ログ12 暴豚ピグザム
一色触発の雰囲気に包まれた集会所だったが、ヤツの登場で一瞬で違う雰囲気に呑まれた!
それは濃密な『死』の雰囲気だった。
集会所に最後の一頭である、あの巨大な豚が現れたのだ。
豚の口からは人であったであろうモノがぶら下がっている。
バキバキと不快な咀嚼音を鳴らしながら次の獲物を探すように、こちらを射殺すように見ている。
全員が自身の命が天秤にかけられたことを悟った。
と、同時に息をするのを忘れヤツの一挙手一投足を見逃すまいと目を凝らした。
時間にして数秒の出来事だが、俺たちにとっては数分にも数時間にも思えるほどの長さだった。
そんな最中、ほんの一瞬であったが、瞬きをしてしまった人物がいた。
その人物は驚愕した!!
なぜなら、瞬きをした一瞬でヤツが目の前にいたからだ!
『一瞬が命取り』という言葉があるが、まさにその通りであることを証明する形となった。
ほんの一瞬だ。一瞬まばたきをした。
その男は自身の身体に起こった違和感に気が付いた。
違和感の正体は自身の腹に突き刺さる牙であった。
巨大な豚の口から出ている反り返った長い牙が博正を貫いていた。
皆も博正自身も一瞬何が起こったか判っていなかった。
自身が貫かれたことを一拍遅れて理解した博正が「かひゅ」という息を漏らした。
と、同時に博正の口から大量の血が吐き出された。
豚が首をブンと振ると、壊れた玩具の様に博正は飛ばされ壁に『グチャ』と音をたててぶつかり落ちた。

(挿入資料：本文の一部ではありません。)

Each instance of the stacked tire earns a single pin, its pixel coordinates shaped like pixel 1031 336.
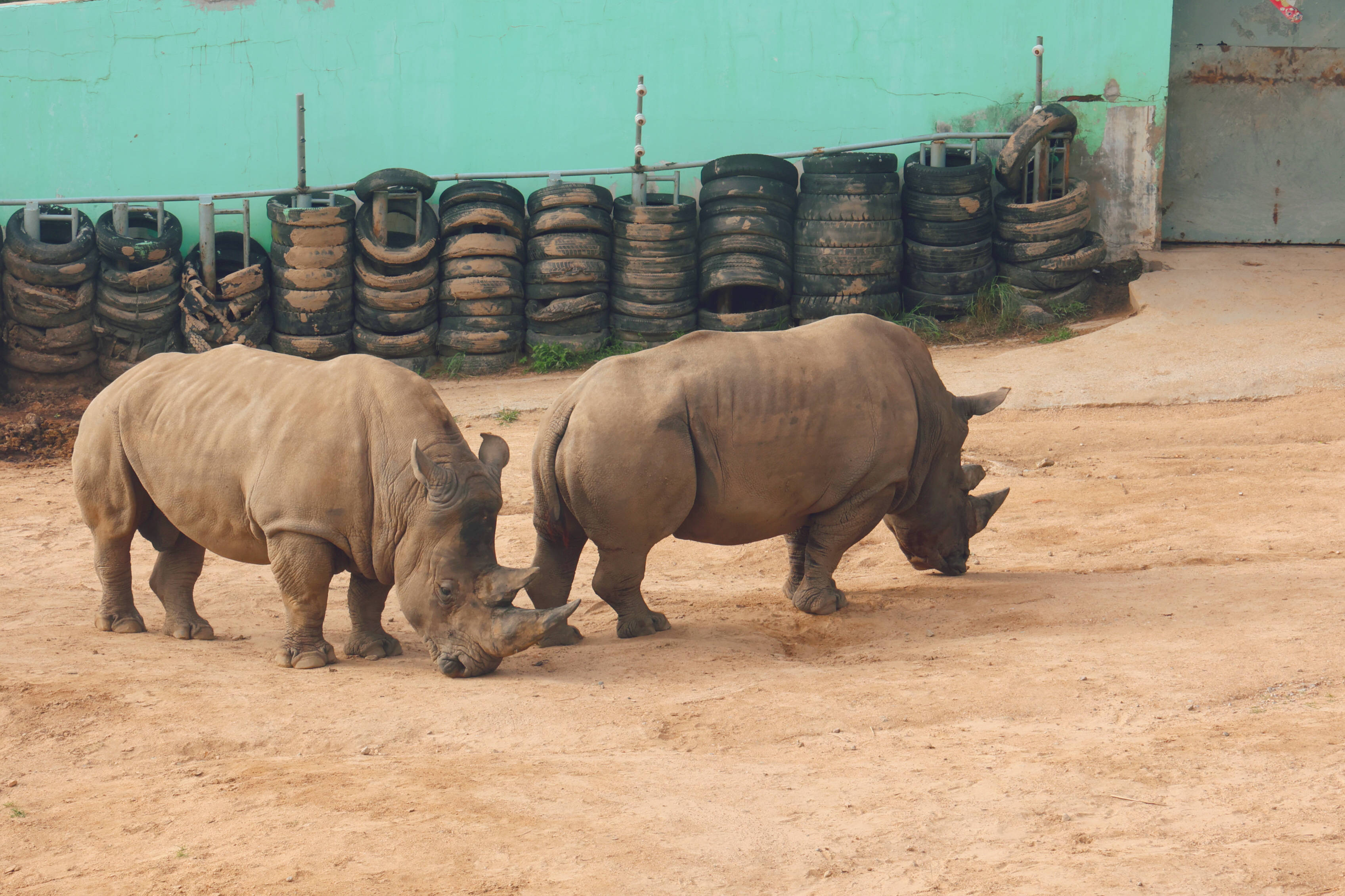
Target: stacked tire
pixel 949 222
pixel 480 268
pixel 397 278
pixel 239 310
pixel 568 273
pixel 656 285
pixel 49 295
pixel 848 237
pixel 312 258
pixel 746 243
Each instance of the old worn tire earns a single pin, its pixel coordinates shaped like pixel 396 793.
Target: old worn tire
pixel 312 348
pixel 846 233
pixel 852 163
pixel 494 191
pixel 958 178
pixel 1019 149
pixel 394 180
pixel 947 259
pixel 50 253
pixel 851 260
pixel 138 246
pixel 931 206
pixel 1016 252
pixel 569 245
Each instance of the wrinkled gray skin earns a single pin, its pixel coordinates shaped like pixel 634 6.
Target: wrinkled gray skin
pixel 814 434
pixel 312 467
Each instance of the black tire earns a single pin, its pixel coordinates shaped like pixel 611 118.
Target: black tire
pixel 572 218
pixel 751 189
pixel 851 260
pixel 42 306
pixel 876 303
pixel 750 243
pixel 931 206
pixel 50 253
pixel 851 185
pixel 1019 149
pixel 41 275
pixel 482 217
pixel 762 225
pixel 494 191
pixel 482 267
pixel 951 283
pixel 312 348
pixel 1043 231
pixel 822 208
pixel 852 163
pixel 651 248
pixel 751 166
pixel 1044 280
pixel 846 233
pixel 1020 252
pixel 845 286
pixel 408 248
pixel 949 259
pixel 642 310
pixel 569 245
pixel 949 233
pixel 658 209
pixel 748 322
pixel 342 210
pixel 394 180
pixel 958 178
pixel 1089 256
pixel 143 244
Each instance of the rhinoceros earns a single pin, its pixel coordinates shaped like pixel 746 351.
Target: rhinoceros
pixel 814 434
pixel 312 467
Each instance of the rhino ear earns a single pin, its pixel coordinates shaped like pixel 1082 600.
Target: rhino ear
pixel 440 482
pixel 972 407
pixel 494 453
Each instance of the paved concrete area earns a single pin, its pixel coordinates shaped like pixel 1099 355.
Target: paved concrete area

更に追い討ちをかけるように博正の目前に迫る豚は泣きながら命乞いをする博正の顔をまるで感情があるかのように歪な笑みと笑い声の様な「ブヒィィィ」という叫び声をあげながら、トマトを潰すかの様に踏み潰したのだった!
博正だったものは首から上を消失させながらも、尚もビクン!ビクン!と痙攣しながら糞尿を垂れ流し、やがて糸が切れた人形の様に動かなくなった。
静寂を切り裂くように広野自治会長が叫んだ。
『暴豚ピグザムだ!!!』
それが引き金となり更に場が混沌としたのだった。